Funtabulously Frivolous Friday Five 155

Just when you thought your brain could unwind on a Friday, you realise that it would rather be challenged with some good old fashioned medical trivia FFFF…introducing Funtabulously Frivolous Friday Five 155

Question 1

Takotsubo syndrome from the Japanese word for an octopus trap has entered our common vernacular but what is moyamoya disease and what does it mean in Japanese?

  • Puff of smoke.
  • Moyamoya is a rare type of stroke. Arteries become blocked via constriction and thrombosis while a collateral circulation develops. These collateral vessels are weak and prone to aneurysm. On a conventional angiography these collateral vessels appear life a “puff of smoke”. [Reference]

moyamoya

Question 2

What is masque ecchymotic?

    • Craniocervical cyanosis
    • First described by Ollivier in 1837 at autopsy of a man trampled on by the crowds in Paris
    • Various hypotheses have been made about the pathophysiology.
    • One theory is the traumatic asphyxia is associated with a fear response in the accident victim just prior to injury. In this “moment of impending disaster”, the individual reflexly takes a deep breath, holds it, and braces himself. Since air cannot escape from the thoracic cavity during compression in the face of a closed glottis, the increased pressure is transmitted centrally to mediastinal veins, superior and inferior vena cave, and right atrium. The blood in these structures is squeezed from the chest into the valveless veins of the head, neck, and abdomen. [Reference]

masque ecchymotic

Question 3

How did warfarin acquire its name?

  • It was invented with the help of the Wisconsin Alumni Research Foundation (WARF) and -arin indicating the link with coumarin.
  • In 1933 a farmer from Deer Park showed up unannounced at the School of Agriculture and walked into a professor’s laboratory with a milk can full of blood which would not coagulate. In his truck, he had also brought a dead heifer and some spoiled clover hay. He wanted to know what had killed his cow. In 1941 Karl Paul Link gave him his answer and the rodent killer was born. [Reference]

Question 4

How did French gauge get it’s name, and how does it relate to diameter?

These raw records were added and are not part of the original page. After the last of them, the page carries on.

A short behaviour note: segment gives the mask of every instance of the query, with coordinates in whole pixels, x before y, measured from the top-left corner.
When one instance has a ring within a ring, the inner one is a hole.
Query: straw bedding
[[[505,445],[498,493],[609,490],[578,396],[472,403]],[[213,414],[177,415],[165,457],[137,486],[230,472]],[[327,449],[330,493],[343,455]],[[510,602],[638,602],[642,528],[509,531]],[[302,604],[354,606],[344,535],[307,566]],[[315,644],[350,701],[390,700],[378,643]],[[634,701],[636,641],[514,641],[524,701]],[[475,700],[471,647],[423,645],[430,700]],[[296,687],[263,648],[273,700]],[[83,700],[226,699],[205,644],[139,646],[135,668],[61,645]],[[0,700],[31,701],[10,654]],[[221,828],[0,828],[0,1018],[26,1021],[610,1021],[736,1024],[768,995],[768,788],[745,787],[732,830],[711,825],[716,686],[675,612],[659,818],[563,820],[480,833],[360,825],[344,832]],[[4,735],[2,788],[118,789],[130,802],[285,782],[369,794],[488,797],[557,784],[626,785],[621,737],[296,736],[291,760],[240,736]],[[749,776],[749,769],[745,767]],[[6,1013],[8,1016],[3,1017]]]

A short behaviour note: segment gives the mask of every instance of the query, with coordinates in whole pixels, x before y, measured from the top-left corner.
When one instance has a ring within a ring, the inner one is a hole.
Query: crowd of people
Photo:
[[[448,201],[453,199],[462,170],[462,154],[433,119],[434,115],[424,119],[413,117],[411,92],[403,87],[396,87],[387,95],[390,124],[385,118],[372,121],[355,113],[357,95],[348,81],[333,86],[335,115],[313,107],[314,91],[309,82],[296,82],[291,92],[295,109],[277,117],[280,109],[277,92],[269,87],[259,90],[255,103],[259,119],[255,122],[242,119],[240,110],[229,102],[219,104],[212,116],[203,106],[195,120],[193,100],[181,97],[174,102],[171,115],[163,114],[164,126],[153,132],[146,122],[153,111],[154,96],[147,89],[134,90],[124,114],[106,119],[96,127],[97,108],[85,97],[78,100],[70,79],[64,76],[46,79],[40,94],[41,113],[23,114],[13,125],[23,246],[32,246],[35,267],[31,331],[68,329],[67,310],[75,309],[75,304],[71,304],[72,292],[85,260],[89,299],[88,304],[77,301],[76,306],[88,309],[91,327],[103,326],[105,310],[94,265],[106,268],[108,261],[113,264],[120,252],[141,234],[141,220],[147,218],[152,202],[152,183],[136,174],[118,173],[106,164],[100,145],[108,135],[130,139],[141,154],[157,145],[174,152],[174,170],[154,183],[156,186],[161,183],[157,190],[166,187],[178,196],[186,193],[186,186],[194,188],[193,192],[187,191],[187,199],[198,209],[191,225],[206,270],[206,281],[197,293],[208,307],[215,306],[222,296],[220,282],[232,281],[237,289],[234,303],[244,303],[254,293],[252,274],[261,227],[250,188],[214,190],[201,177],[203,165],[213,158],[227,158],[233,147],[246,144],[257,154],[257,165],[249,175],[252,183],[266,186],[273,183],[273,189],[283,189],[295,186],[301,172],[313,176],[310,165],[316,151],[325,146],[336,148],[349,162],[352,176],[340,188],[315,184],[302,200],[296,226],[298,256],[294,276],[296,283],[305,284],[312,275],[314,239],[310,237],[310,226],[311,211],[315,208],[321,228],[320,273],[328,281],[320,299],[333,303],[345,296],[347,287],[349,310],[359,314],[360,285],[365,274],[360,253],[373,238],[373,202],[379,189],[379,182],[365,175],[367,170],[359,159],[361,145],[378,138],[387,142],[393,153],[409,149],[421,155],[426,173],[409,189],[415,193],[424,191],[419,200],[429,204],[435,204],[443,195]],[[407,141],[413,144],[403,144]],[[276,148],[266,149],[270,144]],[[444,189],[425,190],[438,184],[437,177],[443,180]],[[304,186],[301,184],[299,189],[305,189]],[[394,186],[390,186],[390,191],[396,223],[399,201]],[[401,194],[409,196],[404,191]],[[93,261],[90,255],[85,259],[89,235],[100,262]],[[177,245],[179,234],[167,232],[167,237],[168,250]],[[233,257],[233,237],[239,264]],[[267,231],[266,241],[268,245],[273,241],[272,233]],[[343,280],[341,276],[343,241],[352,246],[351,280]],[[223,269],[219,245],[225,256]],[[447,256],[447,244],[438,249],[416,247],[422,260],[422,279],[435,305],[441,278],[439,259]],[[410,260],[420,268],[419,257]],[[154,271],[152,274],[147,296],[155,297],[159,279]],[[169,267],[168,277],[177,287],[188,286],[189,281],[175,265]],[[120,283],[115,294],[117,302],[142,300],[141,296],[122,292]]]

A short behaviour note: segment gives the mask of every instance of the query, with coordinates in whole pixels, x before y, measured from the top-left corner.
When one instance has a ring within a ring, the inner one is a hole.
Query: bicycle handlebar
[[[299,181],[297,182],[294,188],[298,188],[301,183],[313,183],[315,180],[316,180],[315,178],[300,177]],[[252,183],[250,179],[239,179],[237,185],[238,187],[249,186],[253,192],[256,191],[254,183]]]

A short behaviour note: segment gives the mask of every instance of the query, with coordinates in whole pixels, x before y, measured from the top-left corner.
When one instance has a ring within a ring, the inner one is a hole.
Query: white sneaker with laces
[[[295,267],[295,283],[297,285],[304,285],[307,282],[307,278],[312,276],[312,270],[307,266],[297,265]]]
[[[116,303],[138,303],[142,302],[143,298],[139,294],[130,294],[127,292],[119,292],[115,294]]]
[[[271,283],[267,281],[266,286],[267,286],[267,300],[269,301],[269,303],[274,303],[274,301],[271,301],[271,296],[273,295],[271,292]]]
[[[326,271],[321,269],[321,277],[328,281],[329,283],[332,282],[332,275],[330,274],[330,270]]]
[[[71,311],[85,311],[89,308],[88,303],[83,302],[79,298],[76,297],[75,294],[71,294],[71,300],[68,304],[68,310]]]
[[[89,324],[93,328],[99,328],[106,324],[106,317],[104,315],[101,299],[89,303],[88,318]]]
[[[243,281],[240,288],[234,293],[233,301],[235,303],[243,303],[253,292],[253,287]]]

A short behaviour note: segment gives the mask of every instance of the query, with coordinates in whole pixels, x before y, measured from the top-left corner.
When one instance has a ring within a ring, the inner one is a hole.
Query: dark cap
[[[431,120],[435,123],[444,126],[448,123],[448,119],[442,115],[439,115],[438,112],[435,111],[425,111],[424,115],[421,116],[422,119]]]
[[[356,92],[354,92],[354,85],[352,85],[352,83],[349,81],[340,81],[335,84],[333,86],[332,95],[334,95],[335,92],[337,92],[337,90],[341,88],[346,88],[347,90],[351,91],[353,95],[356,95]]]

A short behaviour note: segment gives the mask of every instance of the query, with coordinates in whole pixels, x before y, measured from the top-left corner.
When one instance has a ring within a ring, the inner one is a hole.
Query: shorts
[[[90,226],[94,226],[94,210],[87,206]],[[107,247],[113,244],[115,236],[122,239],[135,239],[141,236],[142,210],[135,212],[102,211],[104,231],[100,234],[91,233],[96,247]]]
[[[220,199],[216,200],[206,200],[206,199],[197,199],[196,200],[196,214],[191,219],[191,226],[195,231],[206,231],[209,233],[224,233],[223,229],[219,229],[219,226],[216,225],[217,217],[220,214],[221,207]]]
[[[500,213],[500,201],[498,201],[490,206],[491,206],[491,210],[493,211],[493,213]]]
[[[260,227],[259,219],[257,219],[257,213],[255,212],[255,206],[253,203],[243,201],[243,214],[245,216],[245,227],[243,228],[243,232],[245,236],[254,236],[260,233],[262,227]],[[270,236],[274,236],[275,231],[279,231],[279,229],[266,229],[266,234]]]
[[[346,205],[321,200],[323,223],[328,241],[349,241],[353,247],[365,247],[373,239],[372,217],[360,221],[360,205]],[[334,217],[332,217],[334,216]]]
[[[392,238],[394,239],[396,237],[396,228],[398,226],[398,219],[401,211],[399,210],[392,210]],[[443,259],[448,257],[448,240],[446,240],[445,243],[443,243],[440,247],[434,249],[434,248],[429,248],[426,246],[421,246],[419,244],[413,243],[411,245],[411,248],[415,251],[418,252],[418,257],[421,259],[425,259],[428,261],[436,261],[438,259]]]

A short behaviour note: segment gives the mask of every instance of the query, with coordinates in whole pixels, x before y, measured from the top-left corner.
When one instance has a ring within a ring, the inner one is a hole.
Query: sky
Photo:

  • The French gauge was devised by Joseph-Frédéric-Benoît Charrière, a 19th-century Parisian maker of surgical instruments.
  • In French-speaking countries the symbol for French gauge is Ch (for Charriere, its inventor) instead of Fr, Fg, Ga, FR or F seen in other countries.
  • It refers to the external diameter of catheters and is three times the diameter in millimetres. A 1 French has an external diameter of 1/3mm and a 9 French has a diameter of 3mm. D(mm) = Fr/3
  • Note that the higher the French gauge the larger the diameter of the catheter. This is contrary to needle-gauge size, where an increasing gauge corresponds to a smaller diameter catheter. [Reference]

Question 5

What is “penis captivus” and who described it?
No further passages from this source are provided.